Amongst the stars of Palais de Danse, Mable Poulten (image, below left) seemed in some ways a strange choice as lead.  Although aged 27 at the time she looked more like a 14 year old with a diminutive stature, in some ways a Mary Pickford type presence. She may have been the ideal street waif but she was hardly a convincing professional dance partner.
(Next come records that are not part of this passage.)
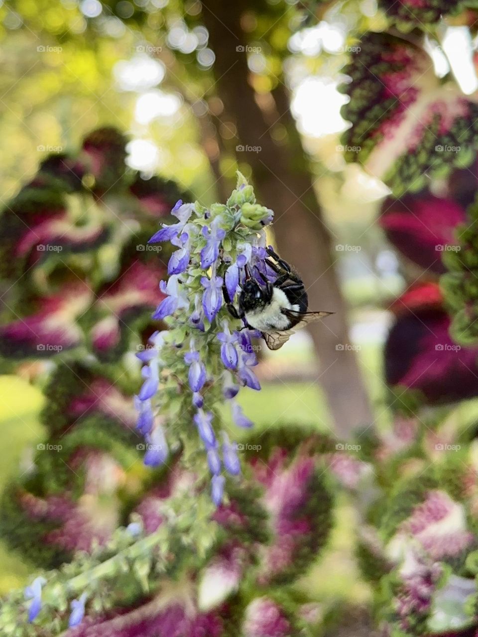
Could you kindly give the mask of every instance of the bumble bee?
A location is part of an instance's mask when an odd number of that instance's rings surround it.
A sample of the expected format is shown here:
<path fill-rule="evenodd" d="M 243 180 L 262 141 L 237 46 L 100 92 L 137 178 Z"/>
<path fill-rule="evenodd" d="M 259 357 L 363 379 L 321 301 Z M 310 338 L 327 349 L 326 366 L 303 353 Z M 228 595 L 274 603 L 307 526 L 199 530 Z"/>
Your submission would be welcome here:
<path fill-rule="evenodd" d="M 333 312 L 308 311 L 308 299 L 300 277 L 271 247 L 267 248 L 267 254 L 274 259 L 266 259 L 277 275 L 273 283 L 259 272 L 263 282 L 261 285 L 245 266 L 238 309 L 231 302 L 226 286 L 222 289 L 232 316 L 243 319 L 245 327 L 259 330 L 269 349 L 278 350 L 298 329 Z"/>

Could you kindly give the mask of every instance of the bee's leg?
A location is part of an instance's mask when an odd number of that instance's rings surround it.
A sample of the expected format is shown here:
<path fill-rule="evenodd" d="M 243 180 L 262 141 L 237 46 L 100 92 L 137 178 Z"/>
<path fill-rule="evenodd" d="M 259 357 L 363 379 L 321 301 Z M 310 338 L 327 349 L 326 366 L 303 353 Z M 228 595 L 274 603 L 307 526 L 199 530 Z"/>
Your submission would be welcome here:
<path fill-rule="evenodd" d="M 228 311 L 231 316 L 234 318 L 242 318 L 244 316 L 244 313 L 240 313 L 236 306 L 231 302 L 228 289 L 225 285 L 222 286 L 222 296 L 226 301 L 226 307 L 228 308 Z"/>

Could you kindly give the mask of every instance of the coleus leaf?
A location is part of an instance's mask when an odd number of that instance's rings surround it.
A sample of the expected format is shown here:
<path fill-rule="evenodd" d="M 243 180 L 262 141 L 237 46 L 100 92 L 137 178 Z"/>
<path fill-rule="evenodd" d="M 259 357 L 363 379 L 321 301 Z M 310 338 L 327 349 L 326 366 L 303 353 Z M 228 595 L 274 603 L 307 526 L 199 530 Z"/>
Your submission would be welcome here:
<path fill-rule="evenodd" d="M 67 282 L 52 296 L 38 299 L 31 314 L 0 329 L 0 352 L 6 357 L 43 358 L 78 345 L 83 334 L 76 320 L 92 299 L 83 282 Z"/>
<path fill-rule="evenodd" d="M 435 197 L 428 189 L 382 204 L 379 223 L 387 238 L 402 254 L 424 269 L 442 274 L 442 255 L 456 243 L 456 226 L 465 211 L 453 199 Z"/>
<path fill-rule="evenodd" d="M 345 158 L 384 181 L 396 196 L 417 192 L 429 176 L 469 165 L 478 145 L 476 97 L 441 84 L 431 58 L 409 41 L 370 33 L 344 69 L 350 97 L 342 114 Z"/>
<path fill-rule="evenodd" d="M 164 295 L 157 282 L 166 275 L 157 253 L 145 252 L 139 244 L 127 253 L 115 282 L 99 290 L 92 308 L 94 322 L 90 329 L 91 347 L 103 361 L 117 359 L 127 348 L 131 334 L 150 322 L 151 314 Z"/>
<path fill-rule="evenodd" d="M 478 393 L 478 349 L 452 340 L 450 317 L 442 303 L 436 284 L 420 283 L 407 290 L 392 306 L 396 318 L 384 350 L 387 383 L 418 390 L 432 404 Z"/>
<path fill-rule="evenodd" d="M 426 31 L 444 16 L 459 13 L 465 4 L 456 0 L 380 0 L 379 7 L 400 31 L 407 32 L 415 28 Z"/>

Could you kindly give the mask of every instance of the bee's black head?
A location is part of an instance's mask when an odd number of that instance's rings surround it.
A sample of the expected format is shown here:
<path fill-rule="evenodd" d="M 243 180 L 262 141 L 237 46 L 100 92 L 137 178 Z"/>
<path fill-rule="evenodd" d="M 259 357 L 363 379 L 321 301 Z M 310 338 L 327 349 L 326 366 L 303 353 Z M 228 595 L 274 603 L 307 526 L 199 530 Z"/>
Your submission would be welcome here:
<path fill-rule="evenodd" d="M 266 303 L 266 296 L 265 290 L 257 281 L 253 278 L 246 279 L 239 295 L 239 306 L 246 312 L 259 308 Z"/>

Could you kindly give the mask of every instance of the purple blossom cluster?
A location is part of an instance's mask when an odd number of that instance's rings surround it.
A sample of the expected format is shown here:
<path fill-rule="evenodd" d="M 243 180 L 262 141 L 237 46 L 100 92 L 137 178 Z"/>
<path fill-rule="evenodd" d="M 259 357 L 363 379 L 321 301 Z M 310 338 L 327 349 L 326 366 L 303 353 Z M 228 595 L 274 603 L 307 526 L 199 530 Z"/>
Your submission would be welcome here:
<path fill-rule="evenodd" d="M 235 425 L 252 427 L 236 397 L 241 387 L 261 389 L 254 371 L 257 360 L 251 341 L 258 334 L 231 317 L 224 307 L 223 288 L 233 301 L 246 266 L 256 276 L 261 273 L 273 280 L 275 275 L 265 262 L 264 231 L 272 213 L 255 204 L 252 188 L 243 181 L 227 206 L 215 204 L 206 210 L 180 200 L 171 215 L 177 222 L 163 224 L 150 240 L 169 241 L 177 249 L 168 264 L 169 278 L 159 284 L 165 297 L 153 315 L 167 319 L 169 329 L 155 333 L 150 348 L 137 354 L 143 365 L 143 382 L 135 398 L 137 428 L 147 443 L 145 462 L 152 466 L 166 462 L 168 448 L 163 424 L 168 421 L 168 404 L 164 386 L 168 373 L 174 374 L 181 381 L 183 412 L 206 452 L 212 498 L 219 506 L 224 495 L 223 469 L 237 476 L 240 464 L 236 443 L 224 431 L 218 435 L 216 408 L 228 403 Z M 166 371 L 164 383 L 162 369 Z M 169 429 L 174 428 L 175 423 L 170 424 Z"/>

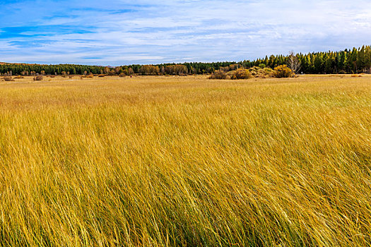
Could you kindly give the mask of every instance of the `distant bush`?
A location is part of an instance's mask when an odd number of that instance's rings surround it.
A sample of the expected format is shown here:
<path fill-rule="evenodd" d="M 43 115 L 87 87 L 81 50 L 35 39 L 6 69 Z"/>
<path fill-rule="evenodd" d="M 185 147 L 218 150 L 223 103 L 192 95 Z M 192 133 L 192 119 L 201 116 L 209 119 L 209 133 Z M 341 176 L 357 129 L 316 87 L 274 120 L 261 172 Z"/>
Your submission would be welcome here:
<path fill-rule="evenodd" d="M 286 78 L 292 77 L 293 71 L 286 65 L 281 65 L 274 68 L 274 76 L 277 78 Z"/>
<path fill-rule="evenodd" d="M 273 76 L 273 70 L 270 68 L 254 66 L 249 69 L 252 76 L 258 78 L 267 78 Z"/>
<path fill-rule="evenodd" d="M 3 78 L 4 80 L 5 81 L 13 81 L 14 79 L 13 78 L 12 76 L 6 76 Z"/>
<path fill-rule="evenodd" d="M 230 71 L 227 73 L 231 80 L 243 80 L 252 78 L 250 72 L 245 68 L 239 68 L 236 71 Z"/>
<path fill-rule="evenodd" d="M 33 78 L 33 80 L 42 80 L 42 79 L 44 79 L 42 75 L 38 75 Z"/>
<path fill-rule="evenodd" d="M 225 80 L 227 74 L 223 71 L 216 71 L 208 78 L 211 80 Z"/>
<path fill-rule="evenodd" d="M 160 73 L 160 68 L 153 65 L 143 65 L 139 68 L 139 73 L 142 76 L 157 76 Z"/>

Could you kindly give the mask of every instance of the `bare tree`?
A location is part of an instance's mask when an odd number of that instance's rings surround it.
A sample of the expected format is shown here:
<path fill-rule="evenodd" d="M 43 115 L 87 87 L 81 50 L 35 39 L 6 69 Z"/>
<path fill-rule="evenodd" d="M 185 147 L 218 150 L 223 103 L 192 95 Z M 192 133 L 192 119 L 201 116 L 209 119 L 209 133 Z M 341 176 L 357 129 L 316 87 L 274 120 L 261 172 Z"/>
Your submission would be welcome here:
<path fill-rule="evenodd" d="M 287 64 L 293 73 L 298 73 L 300 71 L 300 61 L 293 51 L 290 52 Z"/>

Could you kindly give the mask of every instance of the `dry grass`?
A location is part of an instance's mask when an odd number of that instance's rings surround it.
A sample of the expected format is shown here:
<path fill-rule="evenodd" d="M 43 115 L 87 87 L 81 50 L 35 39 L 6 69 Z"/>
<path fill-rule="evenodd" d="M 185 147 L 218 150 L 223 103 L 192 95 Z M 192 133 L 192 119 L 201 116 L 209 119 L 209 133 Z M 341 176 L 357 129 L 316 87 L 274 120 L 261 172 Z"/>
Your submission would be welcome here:
<path fill-rule="evenodd" d="M 3 246 L 371 244 L 371 77 L 0 83 Z"/>

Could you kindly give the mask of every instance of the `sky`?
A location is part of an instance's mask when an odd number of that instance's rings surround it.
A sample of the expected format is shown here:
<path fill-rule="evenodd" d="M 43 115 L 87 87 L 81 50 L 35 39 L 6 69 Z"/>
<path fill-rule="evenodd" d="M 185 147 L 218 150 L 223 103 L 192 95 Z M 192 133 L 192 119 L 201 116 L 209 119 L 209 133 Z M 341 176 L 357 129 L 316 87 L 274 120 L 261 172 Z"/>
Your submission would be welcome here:
<path fill-rule="evenodd" d="M 0 0 L 0 61 L 253 60 L 371 44 L 369 0 Z"/>

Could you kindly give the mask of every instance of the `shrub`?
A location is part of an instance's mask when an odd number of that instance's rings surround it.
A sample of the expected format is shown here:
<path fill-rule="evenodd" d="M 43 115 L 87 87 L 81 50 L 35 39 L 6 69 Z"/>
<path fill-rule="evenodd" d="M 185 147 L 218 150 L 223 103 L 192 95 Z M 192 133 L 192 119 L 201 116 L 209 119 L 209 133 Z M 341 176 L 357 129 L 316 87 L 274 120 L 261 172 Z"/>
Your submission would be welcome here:
<path fill-rule="evenodd" d="M 3 78 L 5 81 L 14 81 L 14 79 L 12 76 L 6 76 Z"/>
<path fill-rule="evenodd" d="M 33 80 L 42 80 L 42 79 L 44 79 L 42 75 L 38 75 L 33 78 Z"/>
<path fill-rule="evenodd" d="M 225 80 L 227 74 L 222 71 L 216 71 L 208 78 L 211 80 Z"/>
<path fill-rule="evenodd" d="M 286 65 L 274 68 L 274 76 L 277 78 L 286 78 L 293 76 L 293 71 Z"/>
<path fill-rule="evenodd" d="M 228 72 L 231 80 L 249 79 L 252 77 L 250 72 L 245 68 L 239 68 L 237 71 Z"/>

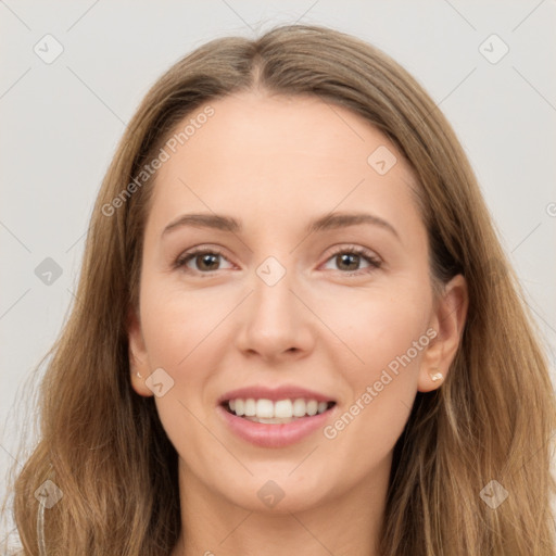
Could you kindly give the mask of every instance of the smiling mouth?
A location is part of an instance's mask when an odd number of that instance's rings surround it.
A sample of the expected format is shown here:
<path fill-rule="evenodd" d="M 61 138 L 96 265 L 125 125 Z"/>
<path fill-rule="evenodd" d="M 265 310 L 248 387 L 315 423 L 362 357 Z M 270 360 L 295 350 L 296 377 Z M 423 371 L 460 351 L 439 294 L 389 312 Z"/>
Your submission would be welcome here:
<path fill-rule="evenodd" d="M 301 419 L 308 419 L 330 410 L 336 402 L 317 402 L 316 400 L 295 399 L 279 400 L 226 400 L 222 404 L 228 413 L 253 422 L 264 425 L 282 425 Z"/>

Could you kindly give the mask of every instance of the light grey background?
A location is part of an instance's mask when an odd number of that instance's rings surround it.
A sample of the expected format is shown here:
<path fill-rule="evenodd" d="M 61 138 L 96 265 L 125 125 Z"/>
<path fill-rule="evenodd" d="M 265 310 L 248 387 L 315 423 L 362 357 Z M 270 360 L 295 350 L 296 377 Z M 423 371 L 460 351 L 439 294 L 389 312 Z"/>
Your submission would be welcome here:
<path fill-rule="evenodd" d="M 26 422 L 17 420 L 30 391 L 24 381 L 73 301 L 92 203 L 126 122 L 152 83 L 190 50 L 278 23 L 356 35 L 429 91 L 477 173 L 554 376 L 554 1 L 0 0 L 0 22 L 2 475 L 17 457 Z M 50 64 L 34 51 L 52 55 L 48 34 L 63 47 Z M 63 271 L 50 286 L 35 274 L 46 257 Z"/>

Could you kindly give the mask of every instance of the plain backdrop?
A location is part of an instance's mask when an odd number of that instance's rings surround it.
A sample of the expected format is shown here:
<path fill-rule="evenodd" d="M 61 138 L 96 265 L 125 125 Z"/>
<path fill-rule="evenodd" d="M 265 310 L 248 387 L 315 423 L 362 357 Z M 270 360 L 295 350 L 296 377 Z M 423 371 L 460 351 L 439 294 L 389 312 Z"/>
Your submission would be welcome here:
<path fill-rule="evenodd" d="M 554 377 L 554 1 L 5 0 L 0 472 L 20 457 L 17 441 L 28 422 L 21 414 L 30 392 L 25 380 L 67 316 L 93 200 L 141 98 L 174 62 L 210 39 L 253 37 L 294 22 L 329 25 L 381 48 L 445 113 L 525 288 Z M 61 271 L 51 283 L 36 271 L 52 265 L 46 258 Z"/>

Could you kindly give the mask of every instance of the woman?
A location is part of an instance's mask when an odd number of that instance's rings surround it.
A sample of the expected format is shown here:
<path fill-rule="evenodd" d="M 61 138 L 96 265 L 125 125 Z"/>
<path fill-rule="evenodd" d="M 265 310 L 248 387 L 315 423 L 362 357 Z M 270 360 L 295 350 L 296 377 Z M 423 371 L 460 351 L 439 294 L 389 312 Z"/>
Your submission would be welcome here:
<path fill-rule="evenodd" d="M 129 124 L 15 484 L 24 554 L 553 555 L 546 359 L 421 87 L 316 26 Z"/>

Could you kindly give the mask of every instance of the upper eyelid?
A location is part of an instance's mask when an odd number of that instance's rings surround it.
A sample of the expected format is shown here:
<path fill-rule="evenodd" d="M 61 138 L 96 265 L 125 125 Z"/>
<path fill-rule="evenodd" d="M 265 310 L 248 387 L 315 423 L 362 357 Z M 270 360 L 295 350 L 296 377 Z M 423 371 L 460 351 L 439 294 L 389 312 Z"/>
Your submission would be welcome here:
<path fill-rule="evenodd" d="M 354 254 L 358 254 L 358 255 L 363 256 L 364 258 L 367 258 L 368 261 L 375 261 L 375 262 L 378 262 L 379 264 L 383 263 L 382 257 L 380 255 L 378 255 L 375 251 L 372 251 L 368 248 L 364 248 L 363 245 L 346 243 L 346 244 L 334 245 L 333 251 L 325 258 L 325 261 L 323 263 L 320 263 L 320 265 L 327 263 L 333 256 L 336 256 L 340 253 L 344 253 L 344 252 L 348 252 L 348 253 L 354 252 Z M 229 257 L 227 257 L 225 255 L 224 250 L 222 248 L 215 248 L 215 247 L 210 247 L 210 245 L 205 247 L 202 244 L 195 245 L 195 247 L 191 248 L 190 250 L 188 250 L 187 252 L 184 252 L 182 254 L 178 255 L 178 257 L 176 258 L 176 262 L 179 263 L 180 261 L 182 261 L 182 266 L 185 266 L 187 263 L 192 261 L 197 255 L 200 255 L 203 253 L 216 254 L 216 255 L 225 258 L 229 264 L 237 266 L 236 263 L 230 261 Z M 213 273 L 214 271 L 217 271 L 217 270 L 213 270 Z M 202 273 L 202 274 L 212 274 L 212 273 Z"/>

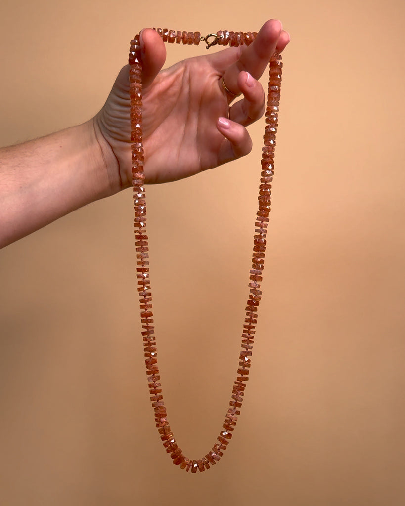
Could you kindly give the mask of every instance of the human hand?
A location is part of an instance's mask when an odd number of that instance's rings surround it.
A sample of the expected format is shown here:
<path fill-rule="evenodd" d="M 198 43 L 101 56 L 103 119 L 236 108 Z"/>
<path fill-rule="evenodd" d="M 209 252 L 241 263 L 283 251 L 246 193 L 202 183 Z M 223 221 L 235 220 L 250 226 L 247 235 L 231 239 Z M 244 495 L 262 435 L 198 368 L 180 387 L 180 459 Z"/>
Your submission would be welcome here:
<path fill-rule="evenodd" d="M 264 93 L 257 79 L 289 40 L 280 22 L 270 20 L 249 47 L 190 58 L 159 71 L 165 44 L 154 30 L 143 30 L 145 182 L 175 181 L 247 154 L 252 141 L 246 127 L 264 111 Z M 99 142 L 117 161 L 122 188 L 132 180 L 129 70 L 129 65 L 121 70 L 95 118 Z M 222 86 L 221 77 L 232 93 Z M 243 97 L 229 108 L 234 93 Z"/>

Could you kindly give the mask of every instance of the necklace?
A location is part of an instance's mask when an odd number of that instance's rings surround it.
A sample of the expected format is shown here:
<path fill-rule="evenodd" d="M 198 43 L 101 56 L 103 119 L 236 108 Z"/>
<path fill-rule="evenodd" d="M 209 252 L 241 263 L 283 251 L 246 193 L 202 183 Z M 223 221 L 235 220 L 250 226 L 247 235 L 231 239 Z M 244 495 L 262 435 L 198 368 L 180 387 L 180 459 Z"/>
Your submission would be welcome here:
<path fill-rule="evenodd" d="M 176 31 L 167 28 L 154 29 L 164 41 L 170 44 L 198 46 L 205 41 L 207 49 L 218 44 L 234 47 L 242 45 L 249 46 L 254 40 L 256 32 L 232 32 L 220 31 L 201 36 L 199 32 Z M 257 322 L 258 311 L 261 299 L 260 289 L 262 280 L 266 250 L 266 235 L 268 215 L 270 211 L 271 183 L 274 174 L 274 147 L 277 132 L 278 106 L 280 100 L 281 68 L 280 55 L 275 54 L 269 63 L 269 81 L 267 101 L 265 112 L 266 125 L 264 130 L 264 147 L 261 160 L 261 178 L 259 187 L 259 208 L 255 223 L 253 254 L 252 269 L 250 271 L 249 284 L 250 294 L 246 306 L 243 326 L 239 367 L 236 381 L 232 387 L 229 407 L 225 415 L 222 430 L 217 438 L 211 450 L 202 458 L 189 458 L 182 453 L 176 442 L 169 425 L 167 411 L 163 400 L 160 376 L 157 366 L 156 338 L 154 335 L 153 313 L 152 307 L 152 292 L 149 279 L 149 263 L 148 236 L 146 234 L 146 200 L 144 188 L 144 161 L 142 144 L 142 63 L 139 34 L 131 41 L 130 49 L 130 98 L 131 99 L 131 141 L 132 162 L 132 185 L 133 186 L 135 219 L 134 226 L 137 252 L 137 278 L 140 297 L 142 335 L 143 339 L 146 374 L 150 393 L 150 401 L 154 412 L 156 426 L 166 451 L 170 453 L 173 463 L 181 469 L 195 473 L 209 469 L 223 455 L 232 438 L 244 399 L 245 390 L 249 379 L 249 371 L 253 348 L 253 341 Z M 221 84 L 226 91 L 223 80 Z M 231 92 L 229 92 L 231 93 Z"/>

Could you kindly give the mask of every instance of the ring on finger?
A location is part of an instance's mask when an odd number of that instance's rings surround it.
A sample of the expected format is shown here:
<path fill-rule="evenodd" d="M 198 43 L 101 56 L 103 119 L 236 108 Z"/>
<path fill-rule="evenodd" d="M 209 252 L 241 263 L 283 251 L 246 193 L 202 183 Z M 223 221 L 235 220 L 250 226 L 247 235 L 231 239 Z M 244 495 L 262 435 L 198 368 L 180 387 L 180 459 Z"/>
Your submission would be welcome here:
<path fill-rule="evenodd" d="M 221 79 L 220 79 L 220 80 L 221 81 L 221 85 L 222 86 L 222 88 L 225 90 L 225 91 L 227 93 L 229 93 L 229 95 L 232 95 L 232 97 L 240 97 L 240 95 L 241 95 L 241 93 L 237 93 L 237 94 L 236 94 L 236 93 L 233 93 L 230 91 L 230 90 L 228 90 L 228 88 L 226 87 L 226 85 L 224 82 L 224 76 L 223 76 L 223 75 L 221 77 Z"/>

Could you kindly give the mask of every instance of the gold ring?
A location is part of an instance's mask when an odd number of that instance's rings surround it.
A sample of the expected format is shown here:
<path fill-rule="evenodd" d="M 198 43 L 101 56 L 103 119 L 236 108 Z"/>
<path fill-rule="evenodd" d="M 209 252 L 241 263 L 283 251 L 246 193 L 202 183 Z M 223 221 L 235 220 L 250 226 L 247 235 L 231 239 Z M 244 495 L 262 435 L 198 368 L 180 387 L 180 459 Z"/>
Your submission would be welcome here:
<path fill-rule="evenodd" d="M 230 90 L 228 89 L 228 88 L 226 87 L 226 85 L 225 85 L 225 82 L 224 82 L 224 76 L 223 76 L 223 75 L 221 77 L 221 78 L 220 79 L 220 81 L 221 81 L 221 85 L 222 86 L 222 88 L 224 89 L 224 90 L 225 90 L 225 91 L 227 92 L 227 93 L 229 93 L 229 95 L 231 95 L 232 96 L 232 97 L 240 97 L 240 95 L 241 95 L 241 93 L 238 93 L 237 94 L 236 94 L 236 93 L 232 93 L 232 92 Z"/>

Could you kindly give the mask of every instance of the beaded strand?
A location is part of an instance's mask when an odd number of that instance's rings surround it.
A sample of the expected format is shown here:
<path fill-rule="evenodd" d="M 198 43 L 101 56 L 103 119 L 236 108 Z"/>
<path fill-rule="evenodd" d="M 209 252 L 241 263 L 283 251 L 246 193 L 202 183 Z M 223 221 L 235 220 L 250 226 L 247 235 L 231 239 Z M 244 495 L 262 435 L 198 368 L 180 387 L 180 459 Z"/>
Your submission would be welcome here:
<path fill-rule="evenodd" d="M 187 32 L 154 29 L 165 42 L 169 44 L 198 46 L 202 40 L 199 32 Z M 230 46 L 236 47 L 249 46 L 255 39 L 256 32 L 233 32 L 220 30 L 210 34 L 215 40 L 207 45 Z M 150 401 L 154 412 L 156 427 L 166 451 L 170 454 L 173 463 L 181 469 L 192 473 L 202 472 L 209 469 L 220 460 L 231 439 L 240 413 L 245 390 L 249 381 L 251 365 L 255 327 L 261 299 L 260 289 L 262 281 L 266 251 L 266 236 L 271 201 L 271 183 L 274 174 L 274 149 L 278 126 L 278 106 L 281 80 L 282 63 L 279 54 L 275 54 L 269 63 L 269 80 L 267 100 L 265 113 L 264 146 L 261 159 L 261 177 L 259 187 L 258 209 L 255 222 L 252 269 L 249 283 L 250 294 L 245 309 L 246 318 L 243 325 L 239 363 L 236 381 L 232 387 L 229 407 L 228 408 L 222 429 L 212 449 L 201 458 L 194 459 L 186 457 L 177 445 L 169 425 L 167 410 L 163 400 L 159 368 L 157 366 L 157 348 L 153 325 L 152 291 L 149 279 L 149 263 L 148 236 L 146 232 L 146 200 L 144 187 L 144 153 L 142 144 L 142 66 L 140 58 L 140 36 L 138 34 L 131 41 L 129 62 L 130 69 L 130 98 L 131 100 L 131 142 L 133 186 L 134 227 L 137 256 L 137 278 L 140 297 L 141 322 L 143 340 L 148 384 Z"/>

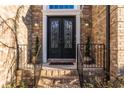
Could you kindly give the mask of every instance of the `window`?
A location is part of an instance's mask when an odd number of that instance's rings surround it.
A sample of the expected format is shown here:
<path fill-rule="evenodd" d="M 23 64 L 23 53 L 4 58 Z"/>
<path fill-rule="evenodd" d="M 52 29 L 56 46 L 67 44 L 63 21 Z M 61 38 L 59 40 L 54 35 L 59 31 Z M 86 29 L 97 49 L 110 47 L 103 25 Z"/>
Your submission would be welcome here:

And yet, there was a certain charm to her performance, not least in the early tableaux scene in which Prince Charming, having failed to fit the glass slipper to either of the ugly sisters then struggles to fit it to Cinderella’s foot, much to their mutual amusement, and hinting at the fraught nature of their future relationship.  But Poulten’s main weakness in the film was her overly dramatic and unconvincing acting style, particularly at moments of high drama.  And yet she did not lack for popular screen adulation.  Making her debut in 1921’s Nothing Else Matters alongside Betty Balfour she was second only to Balfour in audience popularity by mid-decade.  After making a big hit alongside Ivor Novello in the somewhat risqué The Constant Nymph ( 1928) she looked to be  seriously in the running for a lead role in Abel Gance’s Napoleon but this was not to be and eventually, at the onset of the talkies, her strong cockney accent caught up with her and her acting career petered out.  

John Longden, who played the scheming No.1 (and also wrote the film’s screenplay) had a long career in film (including five early Hitchcocks – he was Anny Ondre’s detective boyfriend in Blackmail (1929) and latterly television before his death in 1971.  And as for Hilda Moore (Lady King) much more might have been expected of her with a move in 1929 to Hollywood but having contracted blood poisoning from her infant son she died the same year before completion of her first American film.  

As for Maurice Elvey himself (image, right), he was to make a seamless transition to sound films, continuing to direct until the late 1950s.  But his subsequent films were never to achieve the same level of quality that they did in the silent era.  As one writer pointed out, “Elvey died in 1967, at the age of 79, remembered, if at all, as a journeyman who turned out low-budget quickies that defined the mediocrity of the British film industry.  In 1927, at least, he was in its vanguard.” 

So how does Palais de Danse compare, both in terms of Elvey’s other output and in comparison to European and American films of the era.  Well, its certainly no Hindle Wakes.  That was a film tackling serious issues in a serious way.  There was no happy ending tacked on.  But it was also a better directed film, with not a wasted shot let alone scene.  In contrast, the direction in Palais de Danse was much looser, the acting more theatrical and the film less realistic.  However, that’s not to say it was a poor film.  It could certainly hold a candle to much of Hollywood’s output of the time in terms of direction, performances, plotting and production values and would certainly support Dr Dutton’s introductory challenge that British cinema of this era was indeed capable of matching the quality of films produced elsewhere in Europe or America.  

Live piano accompaniment for the film came from Costas Fotopoulos who faced the daunting challenge of matching the constant changes of pace from a variety of dance hall rhythms not to mention the gradually unfolding melodrama and comedy interludes but he nevertheless coped admirably.

There is no sign of Palais de Danse being available either on disc or on-line.